Caution is advised when dealing with the generation fund

Louis Lévesque, President of the Public Policy Committee, Association of Quebec Economists (Photo: courtesy of Finance Montréal)

A text by Louis Lévesque, President of the Public Policy Committee of the Association of Quebec Economists

READER MAIL. The National Assembly yesterday held a parliamentary consultation commission on the replacement of the Balanced Budget Act and amendments to the Debt Reduction Act, as well as the establishment of the Generations Fund, and the Association of Quebec Economists was invited to participate.

The Public Policy Committee (CPP) of the association, of which I am chairman, had recommended in its recommendation Statement on the preliminary draft budget 2023-2024 that Quebec returns to its pre-pandemic good habits of balanced budgets and debt reduction as quickly as possible.

The bill goes in the right direction. However, the committee recommends that parliamentarians create the position of parliamentary budget director to improve discussions and improve information about Quebec’s budget situation.

Quebec adopted a unique legal framework, the Balanced Budget Act and the Debt Reduction and Generations Fund Act, which contributed to the significant improvement in the government’s financial position before the pandemic.

The CPP notes with great satisfaction that the legal provisions proposed in Bill 35 to modernize this legal framework are in line with the intentions announced last March by Finance Minister Éric Girard.

The new balanced budget law will give the government more flexibility to respond to crisis situations. This is intended to avoid the need to suspend application, as has happened in the past during difficult economic times.

The CPP also welcomes the proposed setting of a new debt target in the Generations Fund Act, moving forward using net debt, which takes into account the impact of infrastructure investments and is the most appropriate approach for comparisons across Canadian provinces.
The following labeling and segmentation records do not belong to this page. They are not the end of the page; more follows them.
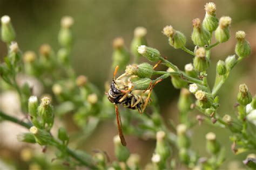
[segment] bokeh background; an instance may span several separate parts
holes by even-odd
[[[218,60],[224,60],[227,55],[234,53],[236,42],[234,34],[237,31],[245,31],[252,49],[251,55],[235,67],[220,91],[220,112],[224,115],[226,113],[234,112],[233,104],[235,102],[239,84],[245,83],[253,95],[256,93],[256,1],[212,1],[217,5],[217,16],[219,18],[230,16],[232,18],[232,23],[230,41],[220,44],[212,51],[211,67],[209,69],[210,84],[212,85],[214,82],[215,72],[214,66]],[[104,82],[109,80],[108,79],[112,72],[112,40],[117,37],[122,37],[125,45],[129,48],[133,30],[137,26],[146,27],[149,46],[157,48],[163,56],[167,56],[168,60],[179,68],[183,68],[185,64],[191,62],[192,58],[185,52],[170,47],[167,38],[161,32],[164,26],[171,24],[175,29],[187,36],[187,47],[193,49],[194,46],[190,38],[192,29],[192,20],[196,18],[203,20],[205,15],[204,5],[208,2],[199,0],[0,0],[0,16],[10,16],[16,32],[17,41],[23,51],[38,51],[43,43],[49,44],[55,49],[58,49],[57,35],[60,19],[66,15],[73,17],[75,41],[72,65],[77,74],[86,75],[103,93]],[[1,41],[1,61],[6,53],[5,44]],[[165,69],[165,68],[159,69]],[[154,89],[163,116],[177,122],[176,102],[179,90],[173,88],[170,80],[163,81]],[[0,100],[0,102],[3,103],[3,97]],[[14,99],[11,101],[12,105],[17,103]],[[8,107],[6,105],[4,107]],[[68,119],[66,121],[68,122]],[[80,148],[89,153],[95,148],[105,150],[110,159],[114,160],[112,138],[117,133],[117,130],[113,122],[101,123]],[[6,124],[0,128],[0,165],[3,164],[4,160],[5,163],[12,165],[12,167],[27,168],[27,163],[20,156],[21,151],[24,146],[17,144],[16,134],[3,132],[4,129],[8,129],[16,134],[21,128],[14,126],[11,128],[10,127],[9,124]],[[201,155],[207,155],[204,146],[205,135],[209,131],[213,131],[218,139],[226,146],[226,161],[223,168],[242,168],[241,160],[248,153],[239,155],[232,153],[231,143],[227,139],[229,134],[227,131],[213,129],[212,126],[207,125],[204,125],[203,128],[197,126],[193,129],[192,147]],[[71,127],[70,129],[71,132],[74,130]],[[150,160],[154,148],[154,141],[143,141],[130,136],[126,138],[131,152],[142,156],[143,164]],[[9,141],[8,144],[5,142],[6,141]],[[175,150],[173,152],[174,155],[177,154]],[[49,158],[43,155],[42,161]]]

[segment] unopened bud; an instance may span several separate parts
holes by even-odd
[[[193,63],[194,69],[199,72],[205,71],[209,67],[210,62],[206,57],[206,52],[204,48],[199,47],[196,51]]]
[[[193,26],[191,39],[194,44],[200,47],[207,45],[211,38],[210,34],[207,30],[201,26],[200,19],[196,18],[193,20]]]
[[[213,32],[216,30],[219,24],[219,20],[215,14],[216,5],[213,2],[207,3],[205,5],[205,10],[206,13],[203,25],[207,30]]]
[[[4,42],[10,43],[15,39],[15,31],[11,23],[11,18],[8,16],[1,18],[2,40]]]
[[[119,161],[126,162],[130,156],[130,151],[128,148],[122,145],[121,140],[118,136],[113,138],[114,145],[114,154]]]
[[[125,69],[125,73],[128,75],[134,75],[140,78],[150,78],[153,72],[153,66],[146,62],[139,65],[128,65]]]
[[[226,63],[226,67],[227,68],[227,70],[230,70],[235,65],[237,62],[237,59],[235,59],[235,55],[230,55],[227,57],[225,60]]]
[[[34,117],[37,117],[37,108],[38,107],[38,101],[35,96],[30,96],[29,99],[29,113]]]
[[[226,74],[227,69],[226,68],[226,64],[224,61],[219,60],[219,61],[218,61],[216,70],[217,73],[220,75],[223,75]]]
[[[159,60],[160,52],[157,49],[142,45],[138,47],[138,52],[151,61],[156,62]]]
[[[246,105],[252,102],[252,95],[248,90],[248,88],[245,84],[239,86],[239,91],[237,95],[237,101],[240,104]]]
[[[235,33],[235,38],[237,40],[235,45],[235,54],[240,58],[245,58],[251,54],[251,46],[245,38],[245,32],[238,31]]]
[[[231,24],[231,18],[222,17],[220,18],[219,26],[215,31],[215,39],[219,42],[227,41],[230,37],[229,26]]]

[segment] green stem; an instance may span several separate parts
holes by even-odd
[[[193,55],[193,56],[194,56],[194,52],[192,52],[192,51],[191,51],[190,49],[187,48],[185,46],[182,47],[181,47],[181,49],[182,49],[184,51],[185,51],[185,52],[188,53],[188,54],[190,54],[190,55]]]
[[[31,123],[25,123],[23,121],[21,121],[17,119],[15,117],[14,117],[12,116],[9,116],[5,114],[2,111],[0,111],[0,118],[2,118],[3,119],[5,120],[5,121],[10,121],[10,122],[17,123],[27,129],[30,129],[32,126],[32,124]],[[58,146],[61,145],[61,144],[59,144],[59,143],[58,141],[57,141],[56,139],[55,139],[54,140],[55,143],[57,144],[57,145]],[[60,150],[60,148],[59,148],[58,147],[57,147],[57,148],[58,149]],[[93,164],[93,162],[91,161],[91,160],[90,160],[90,159],[88,159],[88,158],[86,158],[86,159],[84,159],[82,156],[79,155],[77,153],[76,153],[75,151],[71,150],[71,148],[69,147],[67,147],[66,151],[70,157],[72,157],[74,159],[78,161],[82,165],[85,165],[91,169],[96,168],[96,167]]]

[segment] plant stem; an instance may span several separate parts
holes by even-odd
[[[17,119],[15,117],[14,117],[11,116],[9,116],[5,114],[5,113],[4,113],[2,111],[0,111],[0,118],[2,118],[4,120],[6,120],[6,121],[10,121],[10,122],[17,123],[27,129],[30,128],[33,125],[31,123],[25,123],[23,121],[21,121]],[[60,145],[58,141],[57,141],[55,139],[55,141],[56,143],[56,144],[58,144],[59,145]],[[57,148],[58,149],[60,150],[59,148],[58,147]],[[79,162],[82,165],[85,165],[92,169],[96,168],[95,166],[93,164],[93,162],[91,161],[91,160],[90,160],[89,159],[87,159],[88,158],[86,158],[87,159],[84,159],[84,158],[82,158],[82,156],[79,155],[77,153],[76,153],[75,151],[71,150],[71,148],[69,147],[67,147],[66,151],[70,157],[72,157],[74,159]]]
[[[188,53],[188,54],[190,54],[190,55],[193,55],[193,56],[194,56],[194,52],[192,52],[192,51],[191,51],[190,49],[187,48],[185,46],[182,47],[181,47],[181,49],[182,49],[184,51],[185,51],[185,52]]]

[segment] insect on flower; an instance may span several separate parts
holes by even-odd
[[[159,65],[159,63],[158,65]],[[107,95],[107,98],[110,102],[114,104],[119,137],[122,145],[126,146],[126,143],[123,134],[122,122],[117,104],[122,104],[124,107],[129,109],[137,109],[139,112],[140,114],[143,113],[149,103],[151,101],[150,97],[153,88],[157,83],[161,81],[161,80],[157,81],[154,83],[151,83],[147,88],[144,89],[143,94],[144,94],[146,90],[150,90],[147,97],[133,94],[131,92],[133,89],[133,84],[131,81],[131,79],[134,76],[132,76],[129,77],[127,80],[127,82],[124,82],[120,80],[121,78],[127,75],[125,73],[121,75],[117,79],[115,79],[114,76],[117,74],[118,68],[118,66],[116,67],[113,76],[112,82],[106,94]]]

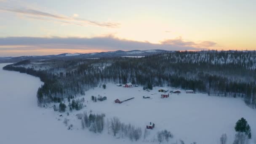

However, the CPP regrets the decision to reduce payments to the Generation Fund to finance the personal tax cut announced in the 2023-2024 budget. Bill 35 therefore proposes to limit the list of revenue allocated to the fund.

The CPP considers that this change does not comply with the principle of intergenerational equity in the use of revenue allocated to the Fund. This decision delays the achievement of the debt target by 5 years.

For the CPP, deleveraging is not an endless exercise, but a means of ensuring that the government continues to have the necessary resources to meet the needs of Quebecers.

These principles also led a group of experts with which the CPP partnered to recommend in 2021 that after reaching the debt target, the government will be able to redirect the revenues earmarked for the Generation Fund to state priorities related to intergenerational equity such as reducing the deficit in the maintenance of infrastructure assets and measures related to climate change adaptation.

In fact, issues related to intergenerational justice need to occupy more space in public debates that are completely dominated by immediate questions. For this reason, today we reaffirm our recommendation that Quebec, as the Federal Parliament and the Ontario Parliament have already done, equip itself with a parliamentary budget director tasked with conducting independent analysis and informing parliamentarians and Quebec society about longer-term economic issues and economic developments to inform financial problems.